Skupper uses a message queue implementation, forming a large message queue between multiple clusters. Cross-cluster communication packets are sent to this message queue and consumed on the other end. This approach is similar to reverse proxy but implemented with a message queue, making it a very novel idea. Services become message subscription points for consumption, allowing the establishment of a message queue between the server and client as needed, managing and controlling this message path through the message queue concept.
Advantages:
- Excellent CNI compatibility, completely independent of CNI behavior at the application layer for packet connectivity.
- Easy to get started, requiring no complex upfront network planning and no CIDR non-overlap requirements.
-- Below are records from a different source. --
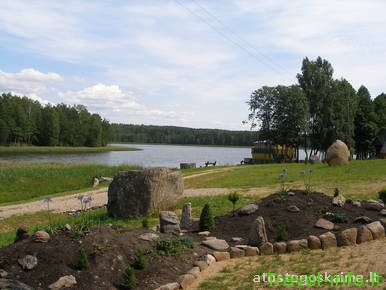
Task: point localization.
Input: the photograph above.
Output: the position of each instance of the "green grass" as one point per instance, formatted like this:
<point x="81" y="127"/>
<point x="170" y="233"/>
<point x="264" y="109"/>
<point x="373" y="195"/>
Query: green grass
<point x="19" y="150"/>
<point x="28" y="181"/>
<point x="360" y="178"/>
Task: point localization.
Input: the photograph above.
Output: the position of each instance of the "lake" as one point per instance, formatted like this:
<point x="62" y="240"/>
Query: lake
<point x="150" y="156"/>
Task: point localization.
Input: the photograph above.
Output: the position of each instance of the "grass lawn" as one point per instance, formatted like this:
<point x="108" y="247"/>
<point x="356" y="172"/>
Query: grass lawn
<point x="359" y="179"/>
<point x="27" y="181"/>
<point x="18" y="150"/>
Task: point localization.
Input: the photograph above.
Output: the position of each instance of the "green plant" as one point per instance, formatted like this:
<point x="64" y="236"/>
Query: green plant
<point x="83" y="262"/>
<point x="206" y="219"/>
<point x="140" y="261"/>
<point x="187" y="242"/>
<point x="129" y="278"/>
<point x="382" y="195"/>
<point x="233" y="197"/>
<point x="281" y="233"/>
<point x="145" y="222"/>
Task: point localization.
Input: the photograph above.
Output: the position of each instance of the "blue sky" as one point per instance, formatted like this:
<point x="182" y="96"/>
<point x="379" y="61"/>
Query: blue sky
<point x="188" y="63"/>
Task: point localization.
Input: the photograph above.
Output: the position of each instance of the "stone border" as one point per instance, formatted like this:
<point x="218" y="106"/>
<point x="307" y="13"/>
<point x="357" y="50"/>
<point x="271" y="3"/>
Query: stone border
<point x="348" y="237"/>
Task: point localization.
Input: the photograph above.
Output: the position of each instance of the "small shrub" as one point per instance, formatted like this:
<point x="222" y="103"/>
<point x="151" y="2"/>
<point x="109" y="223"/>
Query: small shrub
<point x="382" y="195"/>
<point x="140" y="261"/>
<point x="206" y="219"/>
<point x="145" y="222"/>
<point x="282" y="233"/>
<point x="83" y="262"/>
<point x="129" y="278"/>
<point x="187" y="242"/>
<point x="233" y="197"/>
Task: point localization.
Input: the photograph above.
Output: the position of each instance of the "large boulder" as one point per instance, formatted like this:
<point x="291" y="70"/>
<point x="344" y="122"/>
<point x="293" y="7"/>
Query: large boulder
<point x="143" y="192"/>
<point x="337" y="153"/>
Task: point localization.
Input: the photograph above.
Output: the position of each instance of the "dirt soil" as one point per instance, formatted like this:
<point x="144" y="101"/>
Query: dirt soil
<point x="110" y="250"/>
<point x="299" y="225"/>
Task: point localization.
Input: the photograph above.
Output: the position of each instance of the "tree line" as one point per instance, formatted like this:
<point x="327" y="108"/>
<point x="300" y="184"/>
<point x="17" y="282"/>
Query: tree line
<point x="317" y="111"/>
<point x="128" y="133"/>
<point x="25" y="121"/>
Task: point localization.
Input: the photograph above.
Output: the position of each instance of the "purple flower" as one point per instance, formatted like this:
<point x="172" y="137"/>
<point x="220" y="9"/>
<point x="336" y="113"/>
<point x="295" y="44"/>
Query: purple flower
<point x="47" y="200"/>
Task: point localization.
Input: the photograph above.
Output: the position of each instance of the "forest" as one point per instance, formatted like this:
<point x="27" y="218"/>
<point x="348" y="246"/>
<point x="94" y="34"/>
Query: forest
<point x="179" y="135"/>
<point x="26" y="122"/>
<point x="317" y="111"/>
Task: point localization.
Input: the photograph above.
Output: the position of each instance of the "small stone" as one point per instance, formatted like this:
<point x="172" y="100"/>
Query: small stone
<point x="185" y="280"/>
<point x="195" y="271"/>
<point x="149" y="237"/>
<point x="377" y="230"/>
<point x="209" y="259"/>
<point x="248" y="209"/>
<point x="339" y="200"/>
<point x="28" y="262"/>
<point x="324" y="224"/>
<point x="41" y="237"/>
<point x="314" y="242"/>
<point x="201" y="264"/>
<point x="328" y="240"/>
<point x="293" y="208"/>
<point x="266" y="249"/>
<point x="221" y="256"/>
<point x="63" y="282"/>
<point x="236" y="252"/>
<point x="296" y="245"/>
<point x="280" y="247"/>
<point x="3" y="273"/>
<point x="364" y="235"/>
<point x="251" y="251"/>
<point x="216" y="244"/>
<point x="204" y="233"/>
<point x="170" y="286"/>
<point x="347" y="237"/>
<point x="362" y="220"/>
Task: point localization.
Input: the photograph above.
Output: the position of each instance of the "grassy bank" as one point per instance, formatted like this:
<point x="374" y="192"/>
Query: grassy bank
<point x="360" y="178"/>
<point x="27" y="181"/>
<point x="20" y="150"/>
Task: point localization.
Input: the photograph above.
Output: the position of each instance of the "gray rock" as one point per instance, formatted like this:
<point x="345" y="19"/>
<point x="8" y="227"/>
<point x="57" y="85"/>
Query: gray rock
<point x="293" y="208"/>
<point x="337" y="154"/>
<point x="364" y="235"/>
<point x="63" y="282"/>
<point x="186" y="280"/>
<point x="28" y="262"/>
<point x="143" y="192"/>
<point x="11" y="284"/>
<point x="216" y="244"/>
<point x="149" y="237"/>
<point x="377" y="230"/>
<point x="347" y="237"/>
<point x="324" y="224"/>
<point x="362" y="220"/>
<point x="186" y="218"/>
<point x="236" y="252"/>
<point x="266" y="249"/>
<point x="339" y="200"/>
<point x="169" y="222"/>
<point x="280" y="247"/>
<point x="328" y="240"/>
<point x="372" y="205"/>
<point x="248" y="209"/>
<point x="257" y="233"/>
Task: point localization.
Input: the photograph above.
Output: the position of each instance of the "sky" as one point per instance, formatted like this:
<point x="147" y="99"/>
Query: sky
<point x="191" y="63"/>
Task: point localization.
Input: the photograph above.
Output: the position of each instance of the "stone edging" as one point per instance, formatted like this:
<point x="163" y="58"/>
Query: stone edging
<point x="348" y="237"/>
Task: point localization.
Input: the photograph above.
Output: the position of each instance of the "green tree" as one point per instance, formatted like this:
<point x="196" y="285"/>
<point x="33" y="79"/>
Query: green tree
<point x="365" y="124"/>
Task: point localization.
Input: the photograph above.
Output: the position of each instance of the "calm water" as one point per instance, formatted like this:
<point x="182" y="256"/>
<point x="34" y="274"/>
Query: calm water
<point x="150" y="156"/>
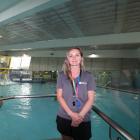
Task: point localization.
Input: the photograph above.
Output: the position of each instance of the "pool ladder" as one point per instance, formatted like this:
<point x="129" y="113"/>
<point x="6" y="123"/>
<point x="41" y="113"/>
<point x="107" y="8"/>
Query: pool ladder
<point x="113" y="125"/>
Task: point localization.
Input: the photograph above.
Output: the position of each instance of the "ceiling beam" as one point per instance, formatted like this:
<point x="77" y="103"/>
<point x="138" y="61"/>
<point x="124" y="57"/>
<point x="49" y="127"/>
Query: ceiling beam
<point x="111" y="39"/>
<point x="26" y="8"/>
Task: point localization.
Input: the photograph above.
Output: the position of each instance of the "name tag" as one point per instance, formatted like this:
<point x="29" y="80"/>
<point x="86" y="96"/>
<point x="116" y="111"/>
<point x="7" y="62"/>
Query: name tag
<point x="82" y="83"/>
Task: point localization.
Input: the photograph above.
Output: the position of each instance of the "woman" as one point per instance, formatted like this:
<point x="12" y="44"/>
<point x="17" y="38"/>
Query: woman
<point x="75" y="94"/>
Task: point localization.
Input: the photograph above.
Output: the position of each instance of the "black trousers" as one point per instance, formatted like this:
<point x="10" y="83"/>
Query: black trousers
<point x="82" y="132"/>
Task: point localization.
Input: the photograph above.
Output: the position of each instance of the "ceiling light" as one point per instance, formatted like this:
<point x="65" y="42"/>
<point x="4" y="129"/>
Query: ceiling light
<point x="93" y="56"/>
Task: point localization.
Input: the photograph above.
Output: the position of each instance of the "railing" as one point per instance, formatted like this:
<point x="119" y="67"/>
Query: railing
<point x="114" y="125"/>
<point x="108" y="120"/>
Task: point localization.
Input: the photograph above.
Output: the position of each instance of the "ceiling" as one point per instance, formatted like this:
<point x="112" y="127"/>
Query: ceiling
<point x="110" y="28"/>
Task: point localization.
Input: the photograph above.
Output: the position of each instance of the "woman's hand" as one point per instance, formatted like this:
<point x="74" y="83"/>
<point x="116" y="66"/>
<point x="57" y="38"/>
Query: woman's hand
<point x="76" y="119"/>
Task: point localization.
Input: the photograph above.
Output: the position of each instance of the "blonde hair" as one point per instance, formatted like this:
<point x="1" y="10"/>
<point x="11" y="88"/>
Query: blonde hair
<point x="66" y="66"/>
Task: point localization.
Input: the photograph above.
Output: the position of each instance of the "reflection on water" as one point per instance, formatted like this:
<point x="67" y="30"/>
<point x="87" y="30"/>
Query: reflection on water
<point x="31" y="118"/>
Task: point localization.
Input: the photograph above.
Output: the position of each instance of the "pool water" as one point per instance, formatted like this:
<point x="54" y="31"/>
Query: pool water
<point x="34" y="119"/>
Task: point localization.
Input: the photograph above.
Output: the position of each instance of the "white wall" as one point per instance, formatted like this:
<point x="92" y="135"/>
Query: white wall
<point x="50" y="63"/>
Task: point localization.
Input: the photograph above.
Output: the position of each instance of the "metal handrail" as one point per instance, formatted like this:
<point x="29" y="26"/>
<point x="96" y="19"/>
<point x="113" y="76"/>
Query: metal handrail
<point x="109" y="121"/>
<point x="113" y="124"/>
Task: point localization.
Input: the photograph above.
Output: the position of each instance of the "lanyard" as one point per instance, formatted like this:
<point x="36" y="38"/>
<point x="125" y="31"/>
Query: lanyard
<point x="75" y="85"/>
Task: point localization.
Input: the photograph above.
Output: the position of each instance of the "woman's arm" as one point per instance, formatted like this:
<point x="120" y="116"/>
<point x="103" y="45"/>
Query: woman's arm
<point x="62" y="102"/>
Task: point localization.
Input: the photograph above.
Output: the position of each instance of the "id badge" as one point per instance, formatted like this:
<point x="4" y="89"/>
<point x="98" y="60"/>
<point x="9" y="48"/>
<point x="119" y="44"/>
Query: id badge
<point x="75" y="104"/>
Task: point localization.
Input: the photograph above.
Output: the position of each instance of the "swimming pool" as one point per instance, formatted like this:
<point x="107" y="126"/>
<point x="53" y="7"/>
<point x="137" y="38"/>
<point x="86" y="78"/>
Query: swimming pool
<point x="34" y="119"/>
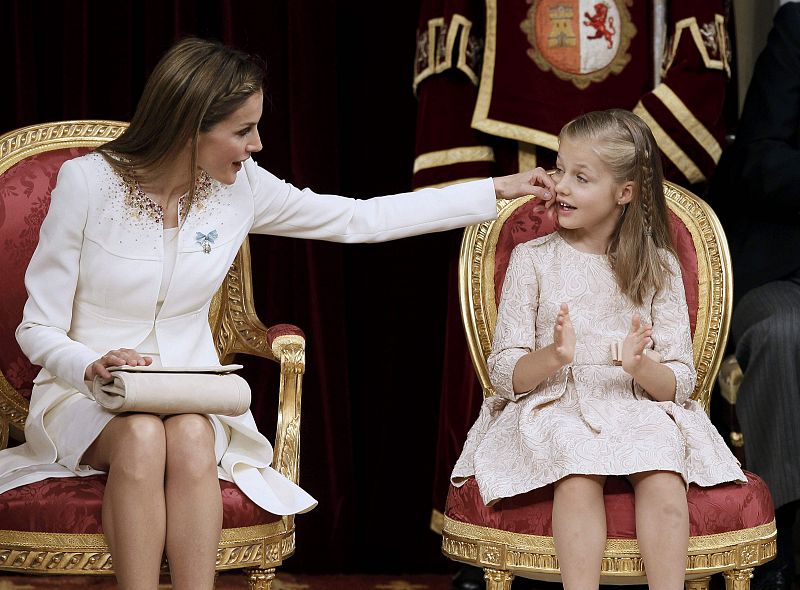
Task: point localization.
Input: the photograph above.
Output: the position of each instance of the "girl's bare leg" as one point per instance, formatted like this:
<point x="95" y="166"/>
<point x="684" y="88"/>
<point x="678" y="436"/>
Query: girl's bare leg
<point x="579" y="529"/>
<point x="194" y="502"/>
<point x="132" y="448"/>
<point x="662" y="527"/>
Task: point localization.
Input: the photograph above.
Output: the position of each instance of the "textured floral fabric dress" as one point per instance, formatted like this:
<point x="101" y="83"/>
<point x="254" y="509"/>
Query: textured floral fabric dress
<point x="589" y="417"/>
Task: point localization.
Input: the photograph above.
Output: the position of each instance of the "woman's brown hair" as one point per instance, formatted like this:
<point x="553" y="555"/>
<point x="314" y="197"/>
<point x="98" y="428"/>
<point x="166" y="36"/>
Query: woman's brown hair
<point x="626" y="145"/>
<point x="194" y="86"/>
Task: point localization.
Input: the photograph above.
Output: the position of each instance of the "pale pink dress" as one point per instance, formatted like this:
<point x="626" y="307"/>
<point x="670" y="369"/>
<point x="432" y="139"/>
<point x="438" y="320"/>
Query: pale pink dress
<point x="589" y="417"/>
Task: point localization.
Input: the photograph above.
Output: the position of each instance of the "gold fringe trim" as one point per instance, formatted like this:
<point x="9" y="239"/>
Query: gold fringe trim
<point x="437" y="521"/>
<point x="669" y="147"/>
<point x="526" y="156"/>
<point x="692" y="124"/>
<point x="461" y="155"/>
<point x="449" y="183"/>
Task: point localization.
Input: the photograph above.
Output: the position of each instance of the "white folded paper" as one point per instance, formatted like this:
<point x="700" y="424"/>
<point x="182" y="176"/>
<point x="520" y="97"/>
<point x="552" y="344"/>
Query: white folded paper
<point x="198" y="390"/>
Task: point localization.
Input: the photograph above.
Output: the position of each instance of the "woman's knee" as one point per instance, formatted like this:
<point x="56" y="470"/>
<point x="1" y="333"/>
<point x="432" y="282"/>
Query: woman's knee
<point x="190" y="446"/>
<point x="137" y="446"/>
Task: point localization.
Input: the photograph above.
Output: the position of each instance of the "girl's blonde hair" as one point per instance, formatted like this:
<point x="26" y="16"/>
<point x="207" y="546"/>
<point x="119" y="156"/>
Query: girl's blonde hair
<point x="626" y="145"/>
<point x="194" y="86"/>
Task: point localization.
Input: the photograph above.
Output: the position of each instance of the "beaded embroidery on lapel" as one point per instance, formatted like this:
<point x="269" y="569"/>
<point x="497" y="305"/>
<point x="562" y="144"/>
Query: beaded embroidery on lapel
<point x="139" y="205"/>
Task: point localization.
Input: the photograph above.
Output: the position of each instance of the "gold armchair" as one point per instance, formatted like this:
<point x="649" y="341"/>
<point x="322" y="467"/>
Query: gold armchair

Provides CLI for temporary testing and quick demonstrations.
- Connects services on demand instead of entire container networks, allowing fine-grained control with lower infrastructure requirements.
Limitations:
- Currently supports only TCP protocol; UDP and lower-level protocols like ICMP have issues.
- IP information is lost as messages are forwarded through the message queue.
- Using a message queue for forwarding might lead to performance issues like latency and throughput loss.
- Given TCP’s stateful nature, converting it entirely to a message queue form and ensuring compatibility is questionable.
5. KubeSlice
KubeSlice is a project that recently entered the CNCF Sandbox. Solutions based on tunnels cannot achieve fine-grained control and full CNI compatibility, while those based on the application layer cannot fully support network protocols. KubeSlice offers a new approach, attempting to solve both issues simultaneously.
Basic Principle:
KubeSlice’s basic idea is simple and straightforward: dynamically insert a network card into a pod as needed, creating an overlay network for cross-cluster communication on this card. This overlay network then implements service discovery and network policies. Users can dynamically create and join networks across namespaces or pods, achieving flexible fine-grained control. Since it operates on a second network card, it is highly compatible with network protocols.
Advantages:
- High CNI compatibility, as it involves adding an extra network card, regardless of the original CNI and avoiding original network address conflicts.
- High protocol compatibility, as it uses an additional network card for traffic forwarding, compatible with all network protocols.
- High flexibility, providing CLI tools for dynamically creating and joining networks, allowing users to create multiple cross-cluster virtual networks as needed.
- Comprehensive functionality, implementing service discovery, DNS, QoS, NetworkPolicy, and monitoring on the additional overlay network.
Limitations:
- Applications need to be aware of the additional network card and choose the appropriate network, potentially requiring application modifications.
- Since cross-cluster traffic uses a different network card, not the pod’s primary IP, external systems like monitoring and tracing might require adjustments.
- Documentation appears to be an internal project made open source, with many usage methods and API descriptions not well explained, requiring users to guess parameter meanings from references. Despite seeming comprehensive, the documentation needs significant improvement for external users to use it effectively.
Summary
In a multi-cluster Kubernetes environment, there are multiple solutions for efficient communication. Each solution has its advantages and limitations, allowing users to choose the most suitable one based on specific needs and environments.
This post was originally written in Chinese and I translated it to English with the help of GPT4. If you find any errors, please feel free to let me know.